Bei 35 Knoten, das sind über 70 km/h, wird’s laut, noch mal krass. Also will er noch besser, arbeitet an seiner Physis, pumpt, Muskelaufbau. Bis Mitte Juni ist er in Belgien, mit seinen internationalen Buddies im Trainingslager, dann ist Kieler Woche, dann kommt die olympische Testregatta in Marseille, im August dann die WM der olympischen Klassen in Den Haag. Hier geht es dann schon um Nationenplätze für Olympia. Er kommt wieder mit seinem Zeitdruck um die Ecke. „Ich habe noch tausend Sachen zu tun, habe keine Zeit“, sagt er. Dabei sieht er so entspannt aus. Aber der Druck ist seiner, er will den Erfolg. „Ich habe ein gutes Gefühl für all die Variablen, das haben andere nicht, auch wenn international das Niveau steigt.

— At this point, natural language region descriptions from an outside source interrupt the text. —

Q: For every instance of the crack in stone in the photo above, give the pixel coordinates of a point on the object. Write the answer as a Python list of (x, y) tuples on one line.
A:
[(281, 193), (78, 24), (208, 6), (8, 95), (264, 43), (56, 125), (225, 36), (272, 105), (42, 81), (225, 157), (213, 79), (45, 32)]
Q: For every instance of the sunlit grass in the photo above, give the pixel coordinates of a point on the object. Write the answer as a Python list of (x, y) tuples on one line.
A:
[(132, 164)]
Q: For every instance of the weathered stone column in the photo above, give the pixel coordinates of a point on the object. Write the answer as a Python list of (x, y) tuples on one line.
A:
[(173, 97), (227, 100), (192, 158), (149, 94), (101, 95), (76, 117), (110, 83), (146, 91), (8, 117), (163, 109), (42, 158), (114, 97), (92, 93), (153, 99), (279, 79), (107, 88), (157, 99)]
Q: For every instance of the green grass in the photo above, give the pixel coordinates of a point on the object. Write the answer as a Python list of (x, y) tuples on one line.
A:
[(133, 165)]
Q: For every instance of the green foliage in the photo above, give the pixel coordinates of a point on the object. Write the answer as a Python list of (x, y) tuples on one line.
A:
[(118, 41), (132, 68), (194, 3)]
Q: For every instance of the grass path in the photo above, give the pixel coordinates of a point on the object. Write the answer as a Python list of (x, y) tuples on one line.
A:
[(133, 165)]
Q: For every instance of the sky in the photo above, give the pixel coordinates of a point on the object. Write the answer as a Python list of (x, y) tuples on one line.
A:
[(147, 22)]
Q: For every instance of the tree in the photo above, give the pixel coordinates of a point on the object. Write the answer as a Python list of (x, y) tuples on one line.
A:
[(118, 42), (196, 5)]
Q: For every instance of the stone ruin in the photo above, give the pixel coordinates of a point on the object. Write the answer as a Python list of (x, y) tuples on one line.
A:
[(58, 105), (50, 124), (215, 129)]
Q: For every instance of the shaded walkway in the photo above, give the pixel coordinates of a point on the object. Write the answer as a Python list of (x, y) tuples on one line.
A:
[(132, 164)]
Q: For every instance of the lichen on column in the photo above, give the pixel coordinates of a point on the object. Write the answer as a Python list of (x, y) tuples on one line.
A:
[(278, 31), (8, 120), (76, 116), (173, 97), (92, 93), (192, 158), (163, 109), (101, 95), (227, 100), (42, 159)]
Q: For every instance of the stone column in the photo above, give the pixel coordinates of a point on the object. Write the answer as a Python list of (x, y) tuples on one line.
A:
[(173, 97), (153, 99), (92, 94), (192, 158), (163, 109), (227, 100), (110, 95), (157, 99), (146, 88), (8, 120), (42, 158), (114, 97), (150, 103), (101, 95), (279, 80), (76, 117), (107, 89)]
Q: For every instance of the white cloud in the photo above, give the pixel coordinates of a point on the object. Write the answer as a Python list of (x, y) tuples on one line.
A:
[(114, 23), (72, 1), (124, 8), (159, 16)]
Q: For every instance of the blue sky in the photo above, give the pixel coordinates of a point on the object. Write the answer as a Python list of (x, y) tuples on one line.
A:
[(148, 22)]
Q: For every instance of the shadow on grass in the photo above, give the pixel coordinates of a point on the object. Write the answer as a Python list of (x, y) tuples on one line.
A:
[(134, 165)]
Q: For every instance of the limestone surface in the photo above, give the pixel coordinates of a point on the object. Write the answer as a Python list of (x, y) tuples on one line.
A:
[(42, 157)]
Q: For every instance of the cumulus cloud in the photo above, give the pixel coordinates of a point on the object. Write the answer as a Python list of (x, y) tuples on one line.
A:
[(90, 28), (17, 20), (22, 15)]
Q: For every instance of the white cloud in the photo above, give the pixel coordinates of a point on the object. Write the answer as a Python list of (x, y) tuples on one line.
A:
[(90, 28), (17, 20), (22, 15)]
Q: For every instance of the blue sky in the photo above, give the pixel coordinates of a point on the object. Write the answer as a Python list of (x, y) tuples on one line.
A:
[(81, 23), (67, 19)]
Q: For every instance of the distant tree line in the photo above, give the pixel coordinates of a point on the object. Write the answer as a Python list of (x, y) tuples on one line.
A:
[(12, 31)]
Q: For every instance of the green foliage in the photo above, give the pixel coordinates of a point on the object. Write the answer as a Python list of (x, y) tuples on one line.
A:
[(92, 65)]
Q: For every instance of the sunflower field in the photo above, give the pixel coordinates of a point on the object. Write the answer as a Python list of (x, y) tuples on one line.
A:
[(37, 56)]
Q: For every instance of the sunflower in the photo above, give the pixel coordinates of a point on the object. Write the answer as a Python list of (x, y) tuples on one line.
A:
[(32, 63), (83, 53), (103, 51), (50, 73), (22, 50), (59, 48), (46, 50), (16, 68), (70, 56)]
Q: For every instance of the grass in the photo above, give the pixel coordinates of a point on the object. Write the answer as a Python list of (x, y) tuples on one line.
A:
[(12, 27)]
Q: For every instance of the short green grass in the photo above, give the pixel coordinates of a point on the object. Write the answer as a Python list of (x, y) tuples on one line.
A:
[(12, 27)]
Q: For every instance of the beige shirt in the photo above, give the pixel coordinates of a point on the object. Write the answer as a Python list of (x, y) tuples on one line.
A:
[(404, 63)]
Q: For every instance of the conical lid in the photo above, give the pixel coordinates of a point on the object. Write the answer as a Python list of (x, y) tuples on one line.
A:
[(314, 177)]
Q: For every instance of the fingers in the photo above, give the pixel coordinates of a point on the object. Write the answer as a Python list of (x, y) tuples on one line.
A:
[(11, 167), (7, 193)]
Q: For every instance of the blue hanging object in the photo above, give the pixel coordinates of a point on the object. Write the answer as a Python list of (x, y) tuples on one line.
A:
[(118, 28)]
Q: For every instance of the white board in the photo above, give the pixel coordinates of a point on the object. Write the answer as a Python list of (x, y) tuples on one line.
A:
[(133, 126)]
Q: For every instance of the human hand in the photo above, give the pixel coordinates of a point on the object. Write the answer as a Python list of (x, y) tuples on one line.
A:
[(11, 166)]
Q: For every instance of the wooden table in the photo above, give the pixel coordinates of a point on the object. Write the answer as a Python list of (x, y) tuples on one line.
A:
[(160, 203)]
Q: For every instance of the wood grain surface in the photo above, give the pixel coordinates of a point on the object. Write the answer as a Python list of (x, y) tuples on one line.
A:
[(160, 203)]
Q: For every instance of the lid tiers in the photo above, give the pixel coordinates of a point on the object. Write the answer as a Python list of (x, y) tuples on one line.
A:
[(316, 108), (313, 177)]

Eigentlich mache ich mir keine Sorgen. Hauptsache, ich bleibe gesund“, um mal die Kirche im Dorf zu lassen. „Und eines ist wichtig“, sagt er, „Training ist für mich keine Arbeit, wenn ich über das Wasser fliege, dann ist alles ruhig, dann ist der Druck weg, dann ist alles gut.“ Dann flieg.